Até o final de junho, são estimados mais de 9 mil testes positivos e 400 óbitos pelo novo coronavírus

Redação Integrada com informações da Assessoria

O estudo mais recente do Covid, desenvolvido pelo Laboratório de Aplicações Matemáticas (Lapmat) da Universidade Federal do Oeste do Pará (Ufopa), demonstrou que a região oeste do Estado está próxima ao pico da pandemia por covid-19. O pico da doença deve ser neste mês de junho. Acesse o relatório completo aqui.

O estudo foi feito pelo professor Hugo Alex Diniz, que é reitor da Ufopa e também matemático. Três modelos de análise foram usados para calcular as projeções. Os resultados apontam para a estimativa de que o auge da pandemia no Pará ocorreu em fins de maio e início de junho e apresenta uma tendência de queda.

No entanto, na região oeste do Estado, estima-se que o pico poderá ocorrer na próxima quinzena, no dia 17 ou 26 de junho.

“De acordo com a metodologia que nós utilizamos e com dados do Ministério da Saúde, estamos nos aproximando do pico. Esse não é um dado exato, é muito dinâmico, mas creio que há uma convergência dos diversos estudos de que nós estamos atravessando esse momento de maior alta nos casos e óbitos diários em âmbito nacional e, ao que tudo indica, isso está acontecendo agora também nos interiores, fora das capitais”, explica o professor.

De acordo com o estudo, é provável o registro de mais de 9 mil testes positivos para covid-19 e 400 óbitos pela doença até o final deste mês no oeste paraense.

Hoje, a região soma mais de 4.200 casos confirmados e de 230 óbitos.

Em todo o estado, esses números podem ultrapassar a marca de 80 mil casos confirmados e 4.500 óbitos.
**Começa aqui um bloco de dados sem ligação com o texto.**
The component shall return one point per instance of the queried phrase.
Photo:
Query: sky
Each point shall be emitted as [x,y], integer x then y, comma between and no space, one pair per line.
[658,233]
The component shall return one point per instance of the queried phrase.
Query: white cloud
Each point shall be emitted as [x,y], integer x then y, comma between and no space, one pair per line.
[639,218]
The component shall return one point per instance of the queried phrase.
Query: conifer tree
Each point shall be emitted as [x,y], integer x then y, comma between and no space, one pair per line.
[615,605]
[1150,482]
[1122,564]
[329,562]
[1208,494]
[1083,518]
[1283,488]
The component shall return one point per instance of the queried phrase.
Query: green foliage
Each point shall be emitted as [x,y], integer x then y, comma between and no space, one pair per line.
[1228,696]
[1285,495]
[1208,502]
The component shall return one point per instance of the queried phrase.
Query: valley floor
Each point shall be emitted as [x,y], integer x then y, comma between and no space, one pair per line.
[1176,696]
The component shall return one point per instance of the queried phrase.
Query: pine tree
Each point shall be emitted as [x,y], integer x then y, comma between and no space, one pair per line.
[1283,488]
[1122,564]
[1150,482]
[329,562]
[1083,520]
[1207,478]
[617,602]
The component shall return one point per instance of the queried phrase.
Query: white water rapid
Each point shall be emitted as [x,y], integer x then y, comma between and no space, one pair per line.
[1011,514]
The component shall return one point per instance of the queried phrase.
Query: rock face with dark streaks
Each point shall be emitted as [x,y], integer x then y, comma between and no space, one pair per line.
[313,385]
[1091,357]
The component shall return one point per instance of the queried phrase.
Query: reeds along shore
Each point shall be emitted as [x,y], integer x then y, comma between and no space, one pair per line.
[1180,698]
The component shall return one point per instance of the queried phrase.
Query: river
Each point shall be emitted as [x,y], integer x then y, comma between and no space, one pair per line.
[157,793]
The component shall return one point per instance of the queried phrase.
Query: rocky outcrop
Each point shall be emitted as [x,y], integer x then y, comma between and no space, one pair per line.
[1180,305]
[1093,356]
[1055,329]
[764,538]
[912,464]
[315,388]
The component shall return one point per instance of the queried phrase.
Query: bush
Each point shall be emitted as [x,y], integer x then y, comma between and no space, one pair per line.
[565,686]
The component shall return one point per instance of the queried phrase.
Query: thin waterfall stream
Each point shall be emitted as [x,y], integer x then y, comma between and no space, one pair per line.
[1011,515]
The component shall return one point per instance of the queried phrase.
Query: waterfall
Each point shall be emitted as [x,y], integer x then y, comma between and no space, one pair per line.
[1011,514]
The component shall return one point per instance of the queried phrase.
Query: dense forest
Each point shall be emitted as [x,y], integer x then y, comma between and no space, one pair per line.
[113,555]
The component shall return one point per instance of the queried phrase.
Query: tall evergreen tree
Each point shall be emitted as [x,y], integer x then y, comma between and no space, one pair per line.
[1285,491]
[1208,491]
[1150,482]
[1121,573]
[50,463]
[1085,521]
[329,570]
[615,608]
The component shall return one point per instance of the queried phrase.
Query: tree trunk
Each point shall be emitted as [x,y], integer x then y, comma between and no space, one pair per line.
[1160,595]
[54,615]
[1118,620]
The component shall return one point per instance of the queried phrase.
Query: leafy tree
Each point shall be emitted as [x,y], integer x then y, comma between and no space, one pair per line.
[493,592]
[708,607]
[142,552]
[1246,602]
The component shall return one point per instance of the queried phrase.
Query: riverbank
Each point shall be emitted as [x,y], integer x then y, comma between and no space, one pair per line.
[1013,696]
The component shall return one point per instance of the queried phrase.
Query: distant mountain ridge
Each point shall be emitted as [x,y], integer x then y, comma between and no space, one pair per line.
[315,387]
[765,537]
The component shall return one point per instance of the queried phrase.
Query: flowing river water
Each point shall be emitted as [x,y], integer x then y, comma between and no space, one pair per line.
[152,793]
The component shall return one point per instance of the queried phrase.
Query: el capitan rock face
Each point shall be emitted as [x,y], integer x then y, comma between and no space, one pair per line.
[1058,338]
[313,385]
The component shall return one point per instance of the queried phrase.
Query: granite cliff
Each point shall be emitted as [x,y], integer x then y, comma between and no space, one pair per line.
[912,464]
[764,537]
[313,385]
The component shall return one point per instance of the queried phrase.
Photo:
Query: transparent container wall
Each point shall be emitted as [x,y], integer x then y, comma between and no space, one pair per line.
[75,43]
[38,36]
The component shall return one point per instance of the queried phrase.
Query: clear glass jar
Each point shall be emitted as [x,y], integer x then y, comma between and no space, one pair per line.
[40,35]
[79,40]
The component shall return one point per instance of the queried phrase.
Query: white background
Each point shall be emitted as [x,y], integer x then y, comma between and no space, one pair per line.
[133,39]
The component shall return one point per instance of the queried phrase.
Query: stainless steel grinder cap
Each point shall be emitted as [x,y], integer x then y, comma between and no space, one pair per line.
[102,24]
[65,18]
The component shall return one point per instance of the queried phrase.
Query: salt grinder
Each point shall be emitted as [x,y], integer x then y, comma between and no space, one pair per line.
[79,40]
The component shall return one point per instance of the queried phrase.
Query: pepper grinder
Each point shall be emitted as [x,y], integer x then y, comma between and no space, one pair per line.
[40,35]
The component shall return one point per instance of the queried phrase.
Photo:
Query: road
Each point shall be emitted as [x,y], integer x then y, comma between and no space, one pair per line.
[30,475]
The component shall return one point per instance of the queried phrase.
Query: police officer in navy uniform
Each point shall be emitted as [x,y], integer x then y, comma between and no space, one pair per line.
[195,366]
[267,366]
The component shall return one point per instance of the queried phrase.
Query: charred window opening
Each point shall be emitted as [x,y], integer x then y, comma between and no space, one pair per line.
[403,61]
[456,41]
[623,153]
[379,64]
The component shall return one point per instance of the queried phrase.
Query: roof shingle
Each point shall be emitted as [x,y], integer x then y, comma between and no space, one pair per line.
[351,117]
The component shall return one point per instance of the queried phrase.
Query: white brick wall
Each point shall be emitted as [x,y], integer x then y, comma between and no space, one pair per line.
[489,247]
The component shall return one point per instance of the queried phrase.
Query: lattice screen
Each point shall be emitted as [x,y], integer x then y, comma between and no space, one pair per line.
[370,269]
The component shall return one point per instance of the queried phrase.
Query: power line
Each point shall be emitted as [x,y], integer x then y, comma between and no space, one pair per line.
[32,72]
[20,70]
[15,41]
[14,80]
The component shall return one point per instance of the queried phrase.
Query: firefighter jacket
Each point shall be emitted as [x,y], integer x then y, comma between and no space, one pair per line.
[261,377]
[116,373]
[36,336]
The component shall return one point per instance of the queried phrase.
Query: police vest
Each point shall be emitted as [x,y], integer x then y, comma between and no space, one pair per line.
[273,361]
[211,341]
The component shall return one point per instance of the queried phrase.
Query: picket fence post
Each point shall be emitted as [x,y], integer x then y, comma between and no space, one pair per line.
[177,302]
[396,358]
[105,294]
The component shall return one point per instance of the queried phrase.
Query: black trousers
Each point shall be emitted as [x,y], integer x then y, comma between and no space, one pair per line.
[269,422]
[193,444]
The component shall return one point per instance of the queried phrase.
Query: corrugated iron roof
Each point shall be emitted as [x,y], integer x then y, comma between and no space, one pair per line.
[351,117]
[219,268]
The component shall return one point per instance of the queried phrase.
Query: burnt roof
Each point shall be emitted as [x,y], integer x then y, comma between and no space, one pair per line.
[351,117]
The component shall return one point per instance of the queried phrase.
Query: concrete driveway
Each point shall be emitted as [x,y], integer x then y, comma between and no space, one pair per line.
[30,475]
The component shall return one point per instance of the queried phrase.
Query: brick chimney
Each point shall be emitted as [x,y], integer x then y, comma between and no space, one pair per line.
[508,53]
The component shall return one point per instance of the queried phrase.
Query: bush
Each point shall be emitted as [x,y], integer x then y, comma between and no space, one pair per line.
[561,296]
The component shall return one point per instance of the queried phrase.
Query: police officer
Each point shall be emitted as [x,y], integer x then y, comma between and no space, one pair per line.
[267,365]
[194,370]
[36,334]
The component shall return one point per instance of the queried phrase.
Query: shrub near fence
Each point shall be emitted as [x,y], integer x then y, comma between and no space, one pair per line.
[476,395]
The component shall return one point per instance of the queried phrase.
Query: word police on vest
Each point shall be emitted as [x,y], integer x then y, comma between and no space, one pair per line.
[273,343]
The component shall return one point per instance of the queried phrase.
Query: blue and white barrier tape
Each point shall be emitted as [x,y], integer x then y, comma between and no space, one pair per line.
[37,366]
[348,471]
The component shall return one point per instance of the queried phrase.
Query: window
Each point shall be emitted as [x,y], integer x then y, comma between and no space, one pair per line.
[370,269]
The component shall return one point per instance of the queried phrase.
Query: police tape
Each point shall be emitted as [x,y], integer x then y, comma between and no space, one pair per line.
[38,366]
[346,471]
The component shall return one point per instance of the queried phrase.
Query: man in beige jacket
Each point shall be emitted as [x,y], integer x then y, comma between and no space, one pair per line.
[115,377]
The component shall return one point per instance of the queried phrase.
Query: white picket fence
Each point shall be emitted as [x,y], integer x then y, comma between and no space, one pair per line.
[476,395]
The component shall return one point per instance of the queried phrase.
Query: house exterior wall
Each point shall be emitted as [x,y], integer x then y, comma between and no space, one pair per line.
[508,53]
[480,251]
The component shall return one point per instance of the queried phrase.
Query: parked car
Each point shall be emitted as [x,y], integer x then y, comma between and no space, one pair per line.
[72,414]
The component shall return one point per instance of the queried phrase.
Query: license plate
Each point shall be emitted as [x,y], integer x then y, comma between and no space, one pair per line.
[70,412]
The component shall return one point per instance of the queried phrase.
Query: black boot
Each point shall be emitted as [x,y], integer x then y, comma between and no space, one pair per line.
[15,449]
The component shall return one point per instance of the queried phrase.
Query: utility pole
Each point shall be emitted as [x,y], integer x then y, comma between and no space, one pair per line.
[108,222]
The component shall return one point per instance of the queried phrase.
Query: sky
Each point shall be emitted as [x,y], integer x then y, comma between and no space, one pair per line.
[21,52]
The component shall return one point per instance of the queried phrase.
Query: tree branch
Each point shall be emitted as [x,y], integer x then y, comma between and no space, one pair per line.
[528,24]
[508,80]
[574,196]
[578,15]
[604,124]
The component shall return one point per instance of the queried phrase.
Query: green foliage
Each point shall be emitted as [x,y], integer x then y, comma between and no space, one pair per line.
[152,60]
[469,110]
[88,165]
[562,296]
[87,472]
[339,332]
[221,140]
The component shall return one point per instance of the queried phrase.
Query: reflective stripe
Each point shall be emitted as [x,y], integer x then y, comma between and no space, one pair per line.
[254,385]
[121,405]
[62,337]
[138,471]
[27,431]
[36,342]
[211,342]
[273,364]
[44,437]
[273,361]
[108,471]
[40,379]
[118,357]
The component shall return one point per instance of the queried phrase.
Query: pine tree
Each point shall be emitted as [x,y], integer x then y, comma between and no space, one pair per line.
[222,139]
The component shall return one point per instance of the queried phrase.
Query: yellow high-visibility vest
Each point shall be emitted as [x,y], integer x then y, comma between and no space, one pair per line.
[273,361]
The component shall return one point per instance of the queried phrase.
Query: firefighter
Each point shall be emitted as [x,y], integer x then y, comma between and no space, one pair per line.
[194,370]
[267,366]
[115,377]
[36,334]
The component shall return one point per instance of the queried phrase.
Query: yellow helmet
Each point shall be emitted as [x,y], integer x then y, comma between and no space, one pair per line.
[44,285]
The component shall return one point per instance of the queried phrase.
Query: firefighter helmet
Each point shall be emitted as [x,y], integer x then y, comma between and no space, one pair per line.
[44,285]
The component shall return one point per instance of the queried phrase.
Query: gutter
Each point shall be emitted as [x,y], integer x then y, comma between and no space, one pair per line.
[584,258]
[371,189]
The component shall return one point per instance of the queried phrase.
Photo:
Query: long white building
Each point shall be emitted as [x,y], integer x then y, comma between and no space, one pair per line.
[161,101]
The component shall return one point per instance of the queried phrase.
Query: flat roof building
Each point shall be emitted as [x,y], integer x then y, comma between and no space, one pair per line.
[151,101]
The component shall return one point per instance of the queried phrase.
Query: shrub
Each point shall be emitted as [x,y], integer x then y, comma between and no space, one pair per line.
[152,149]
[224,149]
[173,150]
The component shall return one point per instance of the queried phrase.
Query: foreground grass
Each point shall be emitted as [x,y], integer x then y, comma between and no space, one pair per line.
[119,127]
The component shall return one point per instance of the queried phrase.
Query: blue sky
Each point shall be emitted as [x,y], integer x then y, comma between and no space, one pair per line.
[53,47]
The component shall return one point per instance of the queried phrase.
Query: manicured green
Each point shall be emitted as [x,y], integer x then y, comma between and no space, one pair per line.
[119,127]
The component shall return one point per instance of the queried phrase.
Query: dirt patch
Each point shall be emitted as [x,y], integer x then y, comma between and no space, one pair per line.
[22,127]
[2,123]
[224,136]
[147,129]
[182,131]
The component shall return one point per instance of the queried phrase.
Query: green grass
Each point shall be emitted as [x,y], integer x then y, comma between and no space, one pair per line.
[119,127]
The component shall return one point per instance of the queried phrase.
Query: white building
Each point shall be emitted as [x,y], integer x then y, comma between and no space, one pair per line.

O cenário descrito pelo estudo da Ufopa coincide com o projetado no último Boletim Covid-PA publicado pela Universidade Federal Rural da Amazônia (Ufra).

Interior

O estudo também demonstra que a proliferação da doença ocorre de forma mais acelerada nos municípios do interior. Em números efetivos de reprodução atuais, o oeste paraense está com uma taxa de aumento de casos de 2.03 e o Pará, em 1.25. Em relação aos óbitos, na região a taxa de reprodução é de 1.37, enquanto que no estado em geral é de 0.45.

O pesquisador chama atenção para a subnotificação de casos e óbitos e afirma que “o cenário do Pará e região oeste é de preocupação”. “Além da questão de que os dados estão defasados, há uma subnotificação clara de casos. Nossa política de testagem é muito ruim e temos uma subnotificação de óbitos”, alerta.

As subnotificações somadas à falta de transparência e à discrepância entre os dados divulgados pelos governos federal, estadual e municipal têm dificultado a realização do estudo e o cálculo de projeções mais precisas. Por este motivo, o estudo é baseado exclusivamente nas informações do Ministério da Saúde, que traz os dados em planilha e registros datados, o que não é feito nas esferas estadual e municipal.